Maharashtra National Law University, Chhatrapati Sambhajinagar
- Former names: Maharashtra National Law University, Aurangabad
- Type: National Law University
- Established: 2017 (9 years ago)
- Affiliations: UGC, BCI
- Chancellor: Justice Prasanna B. Varale
- Vice-Chancellor: Dr. Bindu S. Ronald
- Location: Chhatrapati Sambhaji Nagar, Maharashtra, India
- Website: www.mnlua.ac.in

= Maharashtra National Law University, Aurangabad =

Law school in Maharashtra, India

Maharashtra National Law University, Chhatrapati Sambhajinagar (MNLU-CS)(Formerly MNLU Aurangabad, MNLUA) is a National Law University in Chhatrapati Sambhajinagar, Maharashtra, India. It was established in 2017 by the Government of Maharashtra, the third and final university to be installed through the Maharashtra National Law University Act, 2014 following Maharashtra National Law University, Mumbai and Maharashtra National Law University, Nagpur, the 21st National Law University in India. The Chancellor of the university is Prasanna B. Varale, judge of Supreme Court of India and the Vice-Chancellor is Dr. Bindu S. Ronald.

==Academics==
MNLU Chhatrapati Sambhajinagar offers 60 seats for Bachelor of Laws (Hons.) degree.
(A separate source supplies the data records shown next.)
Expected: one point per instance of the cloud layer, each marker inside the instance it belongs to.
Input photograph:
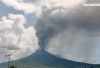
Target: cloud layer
(69, 30)
(15, 38)
(20, 5)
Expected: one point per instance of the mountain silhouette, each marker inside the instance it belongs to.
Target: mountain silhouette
(43, 59)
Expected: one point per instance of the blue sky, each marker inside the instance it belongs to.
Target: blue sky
(74, 32)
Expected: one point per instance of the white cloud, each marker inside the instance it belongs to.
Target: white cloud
(20, 5)
(15, 38)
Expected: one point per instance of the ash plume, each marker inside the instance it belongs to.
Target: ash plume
(77, 27)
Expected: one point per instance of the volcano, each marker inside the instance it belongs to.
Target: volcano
(43, 59)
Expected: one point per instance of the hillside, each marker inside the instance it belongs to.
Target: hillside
(43, 59)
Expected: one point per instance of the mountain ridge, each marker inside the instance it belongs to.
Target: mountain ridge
(42, 58)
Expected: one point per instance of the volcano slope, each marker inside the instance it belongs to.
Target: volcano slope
(43, 59)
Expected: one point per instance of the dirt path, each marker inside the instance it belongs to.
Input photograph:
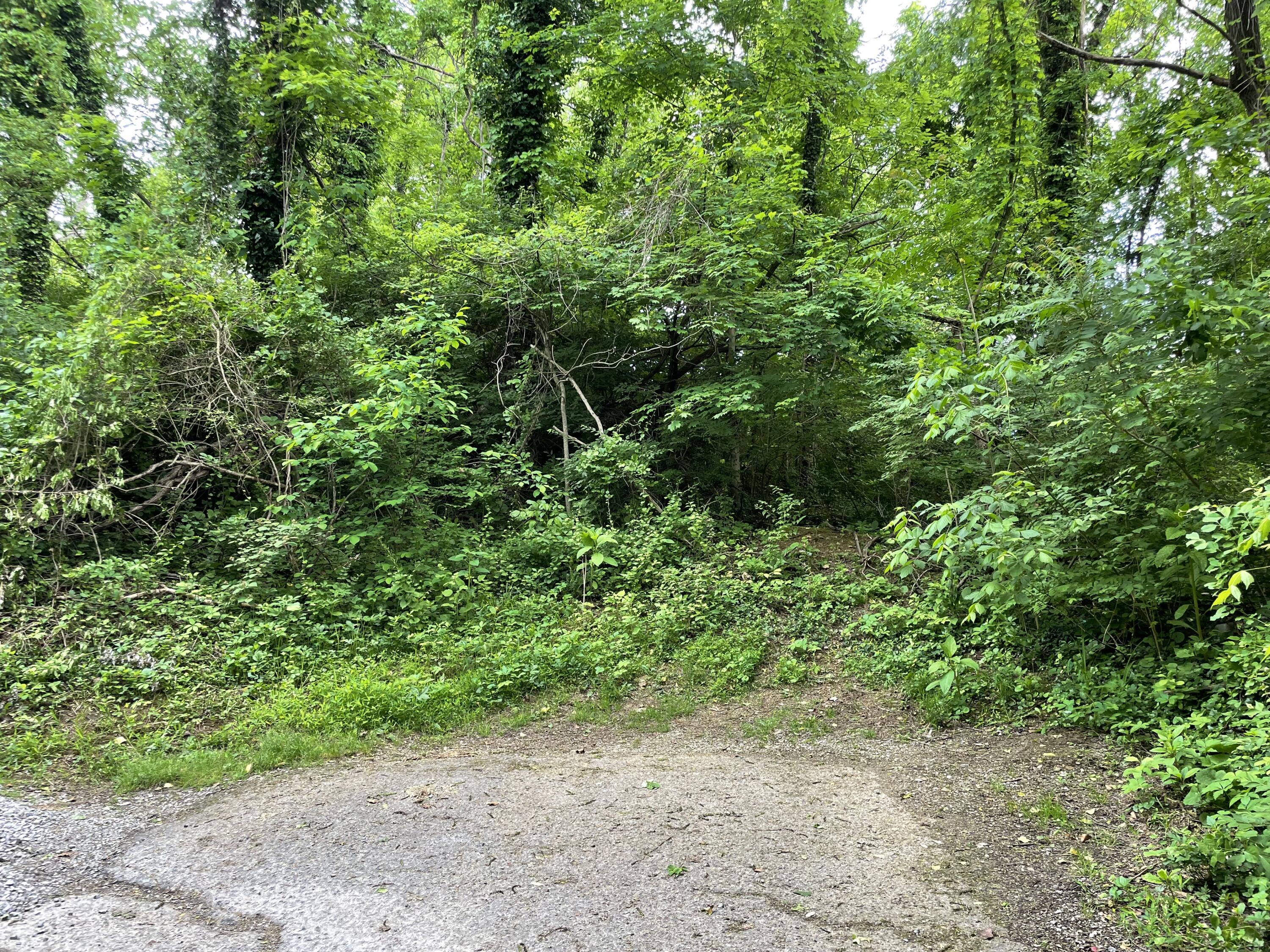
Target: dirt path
(569, 837)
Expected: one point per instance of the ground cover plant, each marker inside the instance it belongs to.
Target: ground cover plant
(370, 367)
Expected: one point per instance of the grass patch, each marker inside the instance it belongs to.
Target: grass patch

It offers one year L.L.M. in constitutional and corporate law. Admission is through Common Law Admission Test (CLAT).

==Campus==
Land for the 55 acre permanent campus for the university was identified at Karodi in the outskirts of Chhatrapati Sambhajinagar. The university currently operates from a temporary setup at the Government College of Education, Aurangabad. Hostel facilities are provided at Kanchanwadi, a locality of Chhatrapati Sambhajinagar.